La ludopatía y su impacto en la juventud es un tema destacado en este momento. El incremento de los salones de juego y las casas de apuestas es uno  de los mayores problemas entre la población hoy en día. El mecanismo básico de motivación parte de dos bases principales: «cuanto más monedas meto, más premio gano», y la contraria: «cuanto más pierdo, más juego para recuperar».

 

Diseño de los salones de juego

Las principales características de este tipo de espacios son: concentración, privacidad, oscuridad, control, soledad, individualismo, comodidad, masculinidad y atemporalidad. La concentración se relaciona con la baja altitud de los techos y la escasa iluminación. Este ambiente hace que las personas estén focalizadas, con la mirada centrada en las máquinas, de modo que todo quede a la altura de los ojos. Además, al ser la iluminación de las máquinas la única de la sala, atrapa nuestra atención.

 

Además, se favorece la privacidad, soledad e individualismo, lo que genera una situación de burbuja. Esto tiene doble propósito: no percibir el ritmo de cambio de nuestro alrededor, y evitar que el jugador se sienta observado. Por otro lado, escogen asientos, ofrecen bebida, ponen música envolvente… de forma que el jugador se sienta lo más cómodo posible y no tenga la necesidad de irse.

«El tiempo se para dentro». Dentro de los salones de juego se produce una pérdida de la noción del tiempo. Ya que no hay luz natural ni relojes, la gente pierde la vinculación con el exterior, no saben las horas que han pasado.

Por último, la disposición de las máquinas también tiene su motivo. En primer lugar, suelen estar las apuestas deportivas, en segundo lugar, las ruletas, y por último las tragaperras. Esto radica en el tiempo que pasa el jugador en cada modalidad: el jugador pasa poco tiempo en las apuestas deportivas, pero mucho en las tragaperras.

Características del jugador

Son espacios pensados para gente que se siente sola y no tiene, o no encuentra una motivación real en su vida. Invierte su tiempo en algo que le produce placer. No son ambientes que den pie a la socialización.

 

En general se describen tres tipos de jugadores: el jugador lúdico, que solo busca placer o sociabilidad, el que tiene un problema (juega diariamente y pierde mucho dinero), y el patológico, que pierde totalmente el control y tiene una verdadera dependencia emocional.

Problema en los adolescentes

A la hora de estudiar la ludopatía y su impacto en la juventud, es importante analizar los motivos de los adolescentes.

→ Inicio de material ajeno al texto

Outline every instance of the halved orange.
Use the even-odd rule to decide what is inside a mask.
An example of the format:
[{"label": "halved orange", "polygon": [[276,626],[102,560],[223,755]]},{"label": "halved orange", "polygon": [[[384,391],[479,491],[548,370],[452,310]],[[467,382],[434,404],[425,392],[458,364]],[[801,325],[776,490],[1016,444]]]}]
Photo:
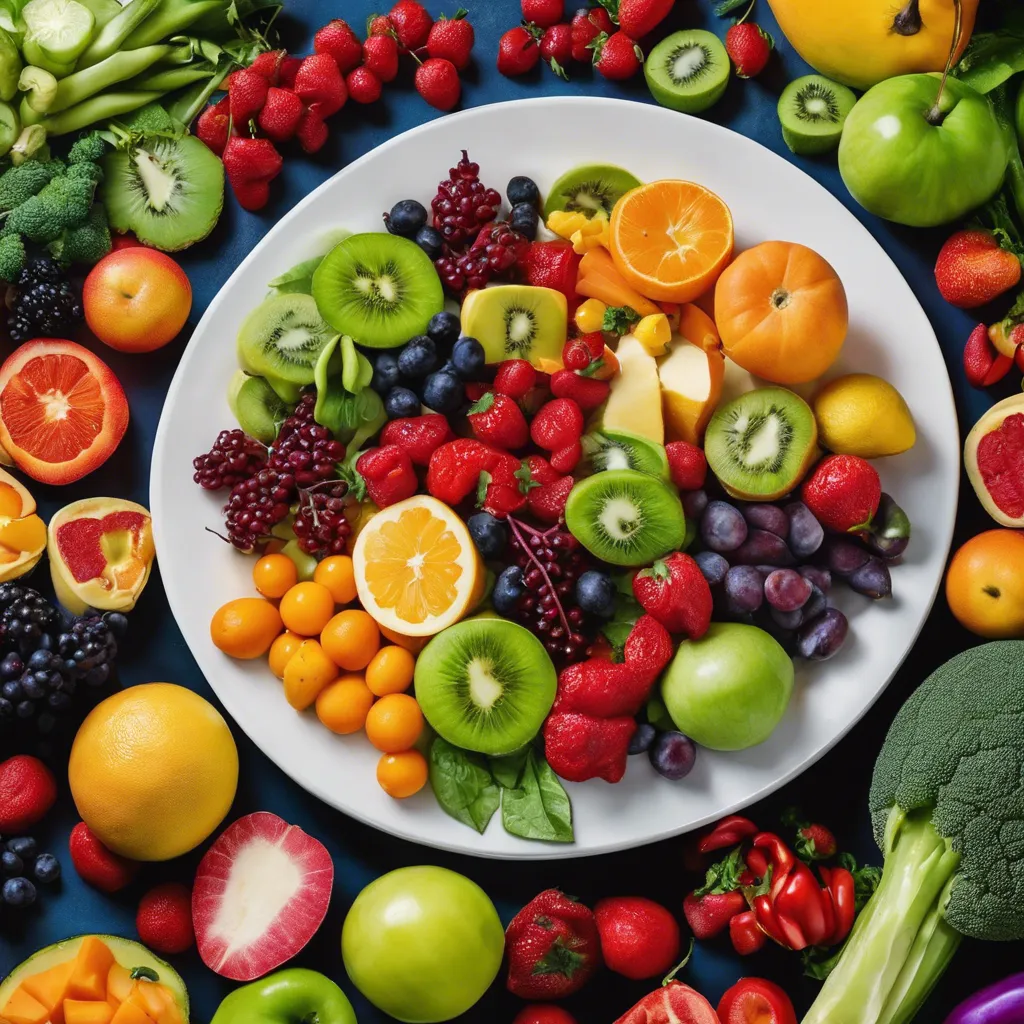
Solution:
[{"label": "halved orange", "polygon": [[619,273],[659,302],[692,302],[732,258],[732,214],[693,181],[652,181],[612,211],[611,253]]},{"label": "halved orange", "polygon": [[471,611],[485,572],[466,524],[427,495],[378,512],[352,552],[363,608],[403,636],[433,636]]},{"label": "halved orange", "polygon": [[128,401],[113,370],[73,341],[30,341],[0,367],[0,445],[34,480],[80,480],[127,429]]}]

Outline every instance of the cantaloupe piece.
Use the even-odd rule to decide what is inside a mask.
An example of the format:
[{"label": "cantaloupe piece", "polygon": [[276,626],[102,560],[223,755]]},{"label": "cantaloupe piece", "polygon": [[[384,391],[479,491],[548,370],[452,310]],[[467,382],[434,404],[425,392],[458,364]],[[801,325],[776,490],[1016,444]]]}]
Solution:
[{"label": "cantaloupe piece", "polygon": [[174,1005],[174,996],[163,985],[140,979],[135,983],[132,994],[128,997],[128,1002],[134,1003],[154,1020],[159,1020],[160,1015],[169,1006]]},{"label": "cantaloupe piece", "polygon": [[661,312],[655,303],[626,283],[607,249],[591,249],[580,261],[576,291],[588,299],[600,299],[608,306],[630,306],[641,316]]},{"label": "cantaloupe piece", "polygon": [[0,1018],[10,1021],[10,1024],[46,1024],[50,1011],[20,987],[14,990],[14,995],[0,1010]]},{"label": "cantaloupe piece", "polygon": [[107,972],[107,1002],[115,1008],[120,1006],[132,994],[134,984],[127,967],[113,964]]},{"label": "cantaloupe piece", "polygon": [[65,999],[64,1024],[110,1024],[114,1007],[93,999]]},{"label": "cantaloupe piece", "polygon": [[42,1003],[50,1011],[50,1024],[64,1024],[64,999],[68,992],[68,983],[74,969],[73,960],[57,964],[48,971],[40,971],[26,978],[21,987],[33,999]]},{"label": "cantaloupe piece", "polygon": [[155,1024],[155,1021],[145,1010],[128,999],[114,1011],[110,1024]]},{"label": "cantaloupe piece", "polygon": [[68,982],[67,998],[105,1001],[107,978],[114,965],[110,947],[95,935],[88,936],[79,947]]},{"label": "cantaloupe piece", "polygon": [[156,1024],[185,1024],[185,1018],[178,1009],[178,1004],[172,999],[165,1009],[160,1011],[156,1018]]}]

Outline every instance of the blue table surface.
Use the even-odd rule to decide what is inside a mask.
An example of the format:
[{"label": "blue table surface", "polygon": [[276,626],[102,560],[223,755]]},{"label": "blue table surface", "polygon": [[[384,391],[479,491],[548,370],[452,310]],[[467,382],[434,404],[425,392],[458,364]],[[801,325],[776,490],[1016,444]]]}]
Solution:
[{"label": "blue table surface", "polygon": [[[342,0],[338,4],[288,0],[286,16],[280,21],[283,41],[291,52],[309,52],[312,32],[323,21],[342,16],[353,25],[361,26],[375,6],[378,5],[373,0]],[[449,6],[456,6],[454,0]],[[618,96],[650,102],[642,76],[629,83],[611,83],[589,70],[573,68],[572,81],[563,82],[541,65],[523,79],[502,77],[495,68],[494,55],[499,36],[519,20],[518,0],[463,0],[463,6],[469,10],[477,36],[476,59],[464,77],[465,106],[542,94]],[[428,0],[428,7],[435,16],[440,13],[436,0]],[[680,0],[669,24],[672,28],[702,26],[722,35],[727,23],[715,18],[711,7],[711,0]],[[792,159],[867,225],[895,260],[928,313],[946,357],[961,427],[966,433],[992,400],[1018,387],[1018,376],[1011,374],[1002,390],[992,395],[973,391],[967,385],[961,352],[977,318],[948,306],[939,296],[932,276],[935,255],[946,232],[905,229],[867,215],[844,188],[834,158],[803,159],[793,157],[786,149],[776,118],[776,101],[786,82],[808,69],[778,31],[766,0],[760,0],[756,13],[759,23],[774,34],[778,53],[756,81],[734,78],[724,99],[707,116]],[[439,116],[437,112],[416,94],[411,70],[405,68],[399,79],[386,88],[380,103],[372,107],[350,103],[333,120],[331,139],[316,158],[289,154],[283,174],[274,183],[273,200],[267,209],[258,215],[248,214],[229,197],[214,234],[182,256],[181,262],[195,294],[190,323],[198,321],[239,262],[303,196],[346,163],[435,116]],[[529,138],[509,140],[510,169],[515,167],[516,150],[529,145]],[[608,139],[608,155],[612,160],[621,157],[615,151],[614,138]],[[566,159],[571,163],[571,154]],[[425,194],[431,194],[433,185],[433,181],[424,181]],[[103,357],[128,391],[132,413],[129,432],[116,456],[84,481],[59,491],[37,487],[45,516],[68,501],[96,494],[118,495],[147,503],[153,437],[187,335],[186,331],[179,341],[147,356],[103,351]],[[182,485],[187,486],[188,482],[182,481]],[[965,479],[956,543],[990,525]],[[42,576],[45,575],[44,570]],[[37,585],[42,584],[37,581]],[[888,725],[903,700],[932,669],[976,642],[976,638],[957,625],[940,596],[912,654],[874,709],[812,771],[751,808],[749,814],[770,827],[777,823],[783,807],[798,804],[811,817],[830,824],[842,848],[852,850],[862,860],[880,863],[868,827],[867,793],[872,765]],[[159,570],[153,573],[131,617],[130,636],[122,645],[119,666],[124,685],[170,680],[189,686],[216,703],[171,616]],[[241,757],[241,780],[228,820],[256,810],[273,811],[319,838],[334,858],[336,877],[330,912],[319,933],[295,963],[336,979],[352,999],[360,1024],[382,1024],[391,1018],[370,1006],[345,977],[339,949],[341,925],[359,891],[388,870],[409,864],[440,864],[461,871],[484,887],[506,922],[537,892],[550,886],[564,888],[591,904],[602,896],[645,895],[681,915],[683,896],[694,885],[693,877],[683,869],[682,841],[678,839],[590,859],[509,863],[446,855],[392,838],[347,818],[305,793],[240,730],[235,728],[234,731]],[[204,845],[200,851],[179,861],[151,866],[133,887],[113,897],[105,896],[83,884],[71,867],[67,837],[77,816],[64,780],[60,781],[62,792],[58,807],[37,832],[43,847],[61,858],[63,880],[55,891],[43,893],[40,905],[31,913],[22,917],[7,915],[0,920],[0,976],[40,947],[69,935],[110,932],[134,936],[135,907],[145,888],[164,880],[190,881],[199,855],[205,849]],[[208,971],[194,951],[171,959],[188,984],[192,1020],[206,1024],[220,1000],[230,991],[230,983]],[[918,1017],[920,1024],[938,1024],[970,992],[1019,970],[1022,963],[1024,944],[966,941]],[[683,978],[717,1003],[722,992],[743,975],[762,975],[782,984],[793,997],[798,1012],[806,1009],[817,988],[816,982],[801,977],[797,955],[769,948],[755,957],[741,960],[732,953],[727,941],[700,943]],[[605,971],[566,1005],[581,1024],[606,1024],[652,987],[651,983],[630,982]],[[504,991],[503,979],[499,978],[488,995],[459,1020],[467,1024],[499,1024],[511,1021],[519,1005],[518,1000]]]}]

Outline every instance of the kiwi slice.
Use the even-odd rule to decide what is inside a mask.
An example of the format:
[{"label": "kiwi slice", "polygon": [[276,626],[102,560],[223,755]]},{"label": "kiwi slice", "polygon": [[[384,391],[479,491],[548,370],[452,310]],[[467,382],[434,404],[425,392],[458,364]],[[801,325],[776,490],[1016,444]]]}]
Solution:
[{"label": "kiwi slice", "polygon": [[538,370],[545,362],[560,366],[568,321],[565,296],[553,288],[480,288],[462,304],[462,333],[483,345],[489,363],[528,359]]},{"label": "kiwi slice", "polygon": [[430,257],[415,242],[384,232],[336,245],[313,273],[313,298],[338,334],[367,348],[396,348],[425,334],[444,308]]},{"label": "kiwi slice", "polygon": [[822,75],[804,75],[790,82],[779,97],[786,145],[803,156],[837,149],[856,102],[852,90]]},{"label": "kiwi slice", "polygon": [[416,659],[416,699],[434,731],[492,757],[511,754],[537,735],[557,685],[543,644],[508,619],[458,622]]},{"label": "kiwi slice", "polygon": [[669,479],[665,448],[625,430],[595,430],[583,437],[585,475],[609,469],[635,469],[661,480]]},{"label": "kiwi slice", "polygon": [[279,424],[288,415],[288,407],[270,384],[245,370],[237,370],[231,378],[228,405],[242,430],[264,444],[273,444]]},{"label": "kiwi slice", "polygon": [[584,164],[563,174],[551,186],[544,202],[544,219],[556,210],[587,217],[612,215],[612,208],[627,193],[643,184],[639,178],[611,164]]},{"label": "kiwi slice", "polygon": [[224,207],[224,165],[193,135],[154,136],[104,158],[103,202],[114,231],[165,252],[202,241]]},{"label": "kiwi slice", "polygon": [[811,407],[785,388],[759,388],[720,406],[704,437],[708,465],[734,497],[789,494],[818,455]]},{"label": "kiwi slice", "polygon": [[663,107],[684,114],[713,107],[729,84],[731,70],[722,40],[700,28],[673,32],[644,61],[651,95]]},{"label": "kiwi slice", "polygon": [[238,361],[247,373],[271,378],[271,387],[281,394],[276,382],[313,383],[316,361],[333,338],[311,296],[273,295],[242,324]]},{"label": "kiwi slice", "polygon": [[565,505],[569,532],[612,565],[648,565],[682,546],[686,517],[668,484],[635,469],[587,477]]}]

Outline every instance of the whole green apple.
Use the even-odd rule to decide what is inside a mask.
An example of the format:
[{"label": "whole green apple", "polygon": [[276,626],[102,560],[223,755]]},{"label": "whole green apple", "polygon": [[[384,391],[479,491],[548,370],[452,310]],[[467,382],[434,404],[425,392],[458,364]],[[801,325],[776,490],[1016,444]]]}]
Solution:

Si bien los trabajadores de estos salones de juego suelen tratar de cuidar y controlar a sus clientes, existe un vacío de control parental. Esto explica el aumento de menores de edad que van a estos sitios. Mientras para apostar por internet necesitas una cuenta corriente a nombre de un mayor de edad, en esos espacios no tienes tanto control. No necesitas a tus padres para entrar, y en muchas ocasiones ni siquiera te piden el DNI.

 

Algunos estudios recientes afirman que los adolescentes presentan el doble de problemas de ludopatía que los adultos. Una posible explicación es que el juego ayuda a aliviar la ansiedad o tristeza que se da frecuentemente en la adolescencia.

Otros factores sociales que potencian la ludopatía en la adolescencia son la adicción de los jóvenes a herramientas digitales, la normalización de la conducta del juego, y el mencionado incremento de casas de apuestas.

Problemas derivados

El riesgo de suicidio en los jugadores patológicos es seis veces superior al del resto de la población. La adicción aumenta la desesperación, la falta de control y genera un cuadro depresivo.

 

Crea además conflictos familiares, laborales, sociales, económicos e incluso jurídicos. En ocasiones los jugadores pierden a sus seres más cercanos, pueden perder su trabajo y adquieren deudas, que en muchas ocasiones traen consecuencias judiciales.

Para leer más: https://twitter.com/MenendezFaya/status/1159743254021189632?s=19

Tratamiento o solución

El principal problema es la accesibilidad y abundancia de casas de apuestas en la sociedad actual. Ya que ese es un problema que relativamente escapa a nuestro control, es más fácil enfocarnos en la persona.

Tan pronto como te des cuenta del problema, lo principal es consultar a un especialista y asumir tu adicción. Una vez aceptado, el tratamiento puede venir de la psicoterapia, la terapia con medicamentos o la asistencia a grupos de autoayuda.

«Lo importante no es saber por qué comenzaste a jugar, sino saber cómo hacer para dejarlo.»